This is the autobiographical journal of Arvil Bren, a somewhat reluctant hero who has been placed on an unknown quest by powers that he barely knows exist. Follow his journey as it is updated daily, Monday through Friday, and enjoy! These are the most recent entries in Arvil Bren's third journal; Politics of the Redoran. His first journal can be found in its entirety here. His second journal, Trail of the Archmage can be found here.

Thursday, April 07, 2005

Day Eighty-nine: Burial caverns

I camped last night on the beach. Sul-Matuul's directions to the burial caverns started from a cairn of stones on the shore, and it seemed like an auspicious place to start the day. It was also far enough from the Urshilaku camp to make it clear that I wasn't presuming success in becoming a clanfriend. Good thing.

I did not find the bone-biter bow. In fact I'm not sure I even found any burial chambers. Overall I was unprepared and ill equipped for the task. Fortunately there was no time limit set for completing this initiation.

Finding the cavern was easy enough. The north facing door is always shadowed by the rocky outcrop above it, but the directions were exact. I fended off some cliff racers and arrived in good spirits well before mid-day. My confidence did not last long.

The heavy wooden door swung shut of its own weight behind me, leaving me in a twilight world of glowing magica and dripping water seemingly far removed from the arid Ashlands above. The raw magica flowing in visible fountains; the basic stuff of the universe on display; no wonder the Urshilaku ancestors had chosen this place to bury their dead. Like all men in all times I'm sure they dreamed of channeling that power. Perhaps in death they have.

The entry passage sloped downwards gently, and was flanked by two short columns that flared into platforms just above my head. On each platform, seated with knees drawn up to their chests, an ancient mummy gazed down, unperturbed by my passing. My passage did not disturb them, but in passing them I clearly entered the realm of the Urshilaku dead. No sooner had I passed between them than I was beset by a skeletal warrior bearing a mighty silver sword.

With the massive haft clutched in both bony hands the skeleton unleashed a great chopping downstoke meant to cleave me in half. I dodged aside, leaving the great blade to glance off my shoulder and crash against the rocky floor. Even the glancing blow took me off my feet. Whatever ethereal muscle animated the skeletal frame held astonishing strength. I rolled against the cave wall to avoid another tremendous chop while unleashing the spear within my enchanted shortsword.

The warrior knew that the outcrops of the roughly hewn wall would catch or deflect the sword's downward chopping path, but the blade could follow a great glittering arc slicing sideways and down to where I lay trying desperately to gather myself. I swung my spear out against the cavern floor at a shallow angle, and the shaft guided the huge claymore upwards, to crash against the rock wall above me. A shower of gritty fragments rained down on me as I continued to my feet.

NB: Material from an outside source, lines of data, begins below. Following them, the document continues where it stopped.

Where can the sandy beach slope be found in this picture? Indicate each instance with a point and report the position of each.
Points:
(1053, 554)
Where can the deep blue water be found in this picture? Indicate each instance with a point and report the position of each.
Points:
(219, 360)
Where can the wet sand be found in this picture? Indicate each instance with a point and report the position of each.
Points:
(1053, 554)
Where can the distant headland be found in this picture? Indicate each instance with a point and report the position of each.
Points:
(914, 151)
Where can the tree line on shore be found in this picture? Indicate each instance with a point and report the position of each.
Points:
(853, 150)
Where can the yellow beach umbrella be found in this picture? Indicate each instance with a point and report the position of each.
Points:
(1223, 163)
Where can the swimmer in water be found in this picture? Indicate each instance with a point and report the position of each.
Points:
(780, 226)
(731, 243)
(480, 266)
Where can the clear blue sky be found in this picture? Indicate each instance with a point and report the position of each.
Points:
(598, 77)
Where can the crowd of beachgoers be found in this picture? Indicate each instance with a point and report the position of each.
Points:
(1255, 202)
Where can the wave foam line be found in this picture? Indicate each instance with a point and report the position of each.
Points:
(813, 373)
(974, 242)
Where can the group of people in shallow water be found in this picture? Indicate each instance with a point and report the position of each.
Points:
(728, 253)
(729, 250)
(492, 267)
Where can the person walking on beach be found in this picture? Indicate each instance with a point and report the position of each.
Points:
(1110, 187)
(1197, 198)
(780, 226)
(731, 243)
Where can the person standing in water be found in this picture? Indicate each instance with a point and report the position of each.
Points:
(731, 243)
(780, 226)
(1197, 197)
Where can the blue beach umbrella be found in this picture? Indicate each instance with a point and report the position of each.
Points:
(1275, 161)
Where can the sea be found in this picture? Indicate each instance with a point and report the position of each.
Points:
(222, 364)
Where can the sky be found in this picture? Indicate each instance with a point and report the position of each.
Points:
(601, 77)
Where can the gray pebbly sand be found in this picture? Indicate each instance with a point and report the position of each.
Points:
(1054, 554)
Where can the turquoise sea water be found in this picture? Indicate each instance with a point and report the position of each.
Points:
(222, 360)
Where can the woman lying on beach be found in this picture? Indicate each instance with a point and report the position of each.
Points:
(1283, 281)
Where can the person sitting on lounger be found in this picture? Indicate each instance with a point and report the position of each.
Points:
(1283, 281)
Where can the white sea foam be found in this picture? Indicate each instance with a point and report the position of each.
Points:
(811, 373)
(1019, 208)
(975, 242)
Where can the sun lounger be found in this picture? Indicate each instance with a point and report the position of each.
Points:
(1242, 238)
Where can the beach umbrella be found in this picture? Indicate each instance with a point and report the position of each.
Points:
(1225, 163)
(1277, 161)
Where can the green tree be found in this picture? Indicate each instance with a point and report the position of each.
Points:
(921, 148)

I am accustomed to the long reach of a spear giving me an advantage over swordsmen, but the giant claymore and supernatural speed of my articulated foe more than matched my advantage, and the ceaseless endurance of the undead kept blows hammering down on me in a torrent. I dodged. I deflected with my spear's sturdy shaft. I leapt backwards, begging my own ancestors to keep me from stumbling on the uneven floor. And I watched. Eventually I saw what I needed to see.

I sidestepped a great chop, then bounded back to land with all my weight on my arms, which brought my spear across the blade before it could rebound off the stone. Driving forward, the shaft slid up the blade to the hilt, gaining leverage with every inch it traveled further from where the point met the floor, eventually crashing the full length of the sword to the ground. The skeleton clung desperately, not wanting to be disarmed, and was dragged helplessly down to crash its bare skull into my armored shoulder. I got a knee onto the haft of the sword, pinning and crushing finger bones, and slammed the spear crossways into the monster's writhing spine. With a loud crunch bones parted, leaving the legs scrambling for purchase and the upper portion scrabbling for its sword. I pounded both parts to splinters.

As the heat of battle faded I recognized that I was far from unharmed and cast a healing spell. I had grown tired of carrying the weight of my steel shield, finding that I am better protected by improved nimbleness without it, but I missed the powerful healing enchantment I had placed on it. My healing spell is slightly more effective, but depletes my reserves of magica. Fine for the occasional battle in the wilderness, but clearly I will not be able to get far enough into the tombs to accomplish my task without every advantage.

I continued down the passage warily, and defeated two more skeletons before reaching a door protected by a wide moat of water. To levitate across would have taken all of my remaining magica. I was out of arrows. I gathered the three heavy silver claymores, opting to use the last of my magica to teleport home in defeat. At least I got out alive, unlike the two battered corpses in various states of decay that showed I was not the first adventurer bent on exploring the crypt.